There are several places you can get coupons, but you need to know a little more about coupons first.

First and foremost: EVERY COUPON HAS A BARCODE.  No barcode, no savings.

There are several kinds of coupons you can easily get your hands on; newspaper inserts, in-store ads, in-store coupons, peelies, blinkies, wine tags, and Catalinas.

Newspaper Inserts– get your Sunday Newspapers.  Again, find the newspaper with the highest circulation in your area and you’ll find the best coupons.  The coupons in the newspaper inserts (Red Plum, SmartSource, P&G Brand Saver, etc.) are distributed by the manufacturer.  These can be stacked with in-store coupons to create your big savings.

Store Ads– these are usually in your Sunday Newspapers as well, but you’ll often find additional savings in the information kiosks.  Fred Meyer, for instance, has a month-long ad booklet that they do not distribute anywhere but in the store.  At first glance, it’s full of store brand items, but upon closer examination you’ll find some good deals in there.

In-Store Coupons– these are put out by the store, usually hanging on the shelves.  These are tricky, DO YOUR RESEARCH.  These are sometimes manufacturer coupons, but in that case, they are usually worth less than the manufacturer coupon you’ll find in the Sunday inserts.

Peelies– there is a bit of debate about peelies, these coupons are adhered to packaging on the shelf, frequently boasting “Instant savings!” or “SAVE $$ NOW!”.  Is it ok to take them off product you aren’t buying?  Is it ok to take peelies off products you don’t plan to buy in this shopping trip?  It’s all up to you and your own Jiminey Cricket.

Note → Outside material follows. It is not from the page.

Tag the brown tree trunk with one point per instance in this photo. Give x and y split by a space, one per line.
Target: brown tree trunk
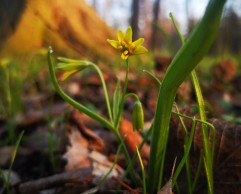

Due to the unpredictable amount of time a product can sit on a shelf, the expiration dates are usually more than 3 months out.

Blinkies– those little coupon dispensers that beep, flash, talk, and sometimes even show video are called “blinkies” in the coupon world.  Manufacturers pay for these machines to be placed in the store to lour shoppers to a “deal” with the distraction noise and lights.  Again, be careful.

Wine Tags– those tags you see hanging around a vinegar bottle or a wine bottle, or even a bottle of BBQ sauce are wine tags.  Wine tags are usually for things like proteins or produce that would accompany the bottled item.

Catalinas– ah, that thin strip of paper from that tiny little printer… they deserve their own post.  Catalinas print for you based on your purchase history using your rewards/membership card.  There are two kinds of Catalinas: cash toward your next purchase and coupons for products you use.  Companies pay for ad space with the Catalina Marketing Co. and they either reward you by giving you a dollar amount off of future purchases (“Buy $25 worth of these products, get $5 off your next purchase”) or they give you coupons for diapers, formula, canned foods, etc. for your future purchases.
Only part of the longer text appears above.